As well, VBID’s core thesis – making benefits more affordable so that disease-impacted populations utilize them to improve their health — is one that CMS should realize is essential to reducing costs and improving outcomes throughout government programs.
Precious little time to react
CMS announced the change in December, but this still gives plans precious little time to react and rethink offerings before bids are due in 2026 for 2027 benefits. It is roughly a six-month timeframe. Further, it comes at a time when MA plans are struggling with insufficient rate hikes, poor Star scores and revenue, and high utilization coming out of COVID. These headwinds mean it will be very hard to come up with feasible alternatives for the loss of certain VBID innovations. The sunset of VBID also means that the over 7 million in VBIDs will face major disruption in 2026. This comes after up to 2 million had to change MA plans for 2025 due to financial challenges that led to MA plans realigning products and service areas.
Conclusion
Yes, a lot has changed since VBID started and there are more opportunities to offer additional benefits and target them than before. But that is not absolute as even CMS notes. Important benefit offerings targeted to those with chronic conditions would go away and cause major fallout. As plans and advocacy groups note, eliminating VBID does hurt efforts to target certain core Medicare, social needs, and drug benefits to low-income and highly co-morbid members.

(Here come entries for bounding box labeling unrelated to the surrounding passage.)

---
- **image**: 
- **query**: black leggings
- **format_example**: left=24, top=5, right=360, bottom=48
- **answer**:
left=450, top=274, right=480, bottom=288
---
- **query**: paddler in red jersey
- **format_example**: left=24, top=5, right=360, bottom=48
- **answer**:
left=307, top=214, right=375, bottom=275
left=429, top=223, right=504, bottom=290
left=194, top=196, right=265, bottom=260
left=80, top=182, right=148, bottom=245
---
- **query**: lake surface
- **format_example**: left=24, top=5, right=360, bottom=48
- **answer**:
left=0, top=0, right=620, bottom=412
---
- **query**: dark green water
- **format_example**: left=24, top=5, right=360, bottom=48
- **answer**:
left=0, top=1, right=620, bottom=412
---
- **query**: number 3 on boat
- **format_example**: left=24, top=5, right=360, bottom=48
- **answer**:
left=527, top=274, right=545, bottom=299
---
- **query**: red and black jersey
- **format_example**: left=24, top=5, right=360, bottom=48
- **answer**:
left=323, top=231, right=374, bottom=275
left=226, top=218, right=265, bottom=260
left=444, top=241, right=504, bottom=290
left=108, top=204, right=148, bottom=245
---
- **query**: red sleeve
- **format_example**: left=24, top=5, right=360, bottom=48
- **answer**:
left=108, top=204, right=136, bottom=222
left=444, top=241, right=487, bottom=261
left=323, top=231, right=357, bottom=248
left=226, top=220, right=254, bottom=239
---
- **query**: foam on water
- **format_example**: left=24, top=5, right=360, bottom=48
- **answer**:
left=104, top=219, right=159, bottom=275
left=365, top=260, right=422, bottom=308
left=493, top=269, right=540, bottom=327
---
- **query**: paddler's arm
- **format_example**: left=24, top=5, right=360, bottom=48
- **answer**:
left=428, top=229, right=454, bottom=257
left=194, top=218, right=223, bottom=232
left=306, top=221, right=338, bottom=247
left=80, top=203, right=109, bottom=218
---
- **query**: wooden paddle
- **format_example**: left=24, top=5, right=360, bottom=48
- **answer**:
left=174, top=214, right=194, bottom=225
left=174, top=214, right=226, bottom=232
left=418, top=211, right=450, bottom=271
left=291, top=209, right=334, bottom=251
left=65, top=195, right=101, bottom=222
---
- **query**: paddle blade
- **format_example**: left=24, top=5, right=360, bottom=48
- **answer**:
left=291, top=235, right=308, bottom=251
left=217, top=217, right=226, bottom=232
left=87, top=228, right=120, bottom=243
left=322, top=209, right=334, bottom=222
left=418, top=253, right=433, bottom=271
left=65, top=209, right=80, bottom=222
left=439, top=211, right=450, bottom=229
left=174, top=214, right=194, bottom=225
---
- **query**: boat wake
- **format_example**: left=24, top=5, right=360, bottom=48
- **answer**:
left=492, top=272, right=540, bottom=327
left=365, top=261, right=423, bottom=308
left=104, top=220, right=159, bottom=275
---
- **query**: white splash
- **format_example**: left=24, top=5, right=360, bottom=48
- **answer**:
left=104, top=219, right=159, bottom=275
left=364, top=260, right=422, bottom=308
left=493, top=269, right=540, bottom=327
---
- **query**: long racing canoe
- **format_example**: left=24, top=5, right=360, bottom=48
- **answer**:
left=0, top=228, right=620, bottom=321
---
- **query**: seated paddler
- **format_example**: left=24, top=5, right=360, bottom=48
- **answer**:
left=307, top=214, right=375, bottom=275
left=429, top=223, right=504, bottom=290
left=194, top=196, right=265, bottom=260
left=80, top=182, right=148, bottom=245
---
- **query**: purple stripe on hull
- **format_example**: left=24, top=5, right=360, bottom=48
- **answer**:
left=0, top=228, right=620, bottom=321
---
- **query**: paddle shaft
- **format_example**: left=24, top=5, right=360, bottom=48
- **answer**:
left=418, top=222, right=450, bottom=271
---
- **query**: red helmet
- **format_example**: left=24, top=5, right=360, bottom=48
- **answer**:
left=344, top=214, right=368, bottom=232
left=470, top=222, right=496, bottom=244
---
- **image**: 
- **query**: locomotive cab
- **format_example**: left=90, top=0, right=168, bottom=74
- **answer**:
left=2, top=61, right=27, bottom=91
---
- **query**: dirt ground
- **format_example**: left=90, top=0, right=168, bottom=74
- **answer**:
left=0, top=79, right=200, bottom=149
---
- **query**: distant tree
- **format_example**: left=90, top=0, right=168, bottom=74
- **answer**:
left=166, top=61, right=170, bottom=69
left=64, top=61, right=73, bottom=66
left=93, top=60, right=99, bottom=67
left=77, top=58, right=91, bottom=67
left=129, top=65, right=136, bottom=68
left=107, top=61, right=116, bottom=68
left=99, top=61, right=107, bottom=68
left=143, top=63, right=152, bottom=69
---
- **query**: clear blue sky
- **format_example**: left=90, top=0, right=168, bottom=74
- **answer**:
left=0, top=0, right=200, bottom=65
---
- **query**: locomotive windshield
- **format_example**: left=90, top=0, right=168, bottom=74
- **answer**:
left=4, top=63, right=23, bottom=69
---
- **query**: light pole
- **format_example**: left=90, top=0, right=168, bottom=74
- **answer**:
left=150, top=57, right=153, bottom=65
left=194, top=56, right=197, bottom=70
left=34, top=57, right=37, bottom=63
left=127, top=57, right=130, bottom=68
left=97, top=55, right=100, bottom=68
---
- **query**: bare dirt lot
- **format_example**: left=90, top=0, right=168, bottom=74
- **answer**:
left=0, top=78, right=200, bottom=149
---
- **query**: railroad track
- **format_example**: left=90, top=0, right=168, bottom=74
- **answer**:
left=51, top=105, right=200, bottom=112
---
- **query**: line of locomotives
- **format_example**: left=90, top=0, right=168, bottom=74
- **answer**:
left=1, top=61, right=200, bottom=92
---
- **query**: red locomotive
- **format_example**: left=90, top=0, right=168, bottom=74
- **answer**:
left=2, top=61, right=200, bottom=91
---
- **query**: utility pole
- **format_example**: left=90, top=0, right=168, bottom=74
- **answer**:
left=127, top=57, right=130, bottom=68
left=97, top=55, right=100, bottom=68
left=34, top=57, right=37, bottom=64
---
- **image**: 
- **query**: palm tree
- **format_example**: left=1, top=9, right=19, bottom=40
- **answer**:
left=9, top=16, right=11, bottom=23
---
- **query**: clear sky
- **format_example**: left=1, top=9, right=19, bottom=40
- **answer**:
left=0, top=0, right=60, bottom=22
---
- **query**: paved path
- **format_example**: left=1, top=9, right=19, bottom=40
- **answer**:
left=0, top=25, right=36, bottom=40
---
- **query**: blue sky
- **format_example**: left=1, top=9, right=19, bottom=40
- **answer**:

CMS should do the following:
- Reconsider the sunset and add several years before ending the experiment.
- Look at the targeted benefits added under VBID and determine if they are allowed under existing program structures or supplemental benefits.
- Consider expanding waiver of uniformity requirements and benefit variation to capture the key benefits offered under VBID that would otherwise not be allowable after the sunset. This is especially key for varying out-of-pocket (OOP) costs for certain services in the medical and pharmacy worlds.
- If VBID goes away, seek to incorporate some of the soon-to-be-lost flexibility into Special Needs Plans (SNPs).
- Look at and consider expanding rewards and incentives in the MA program.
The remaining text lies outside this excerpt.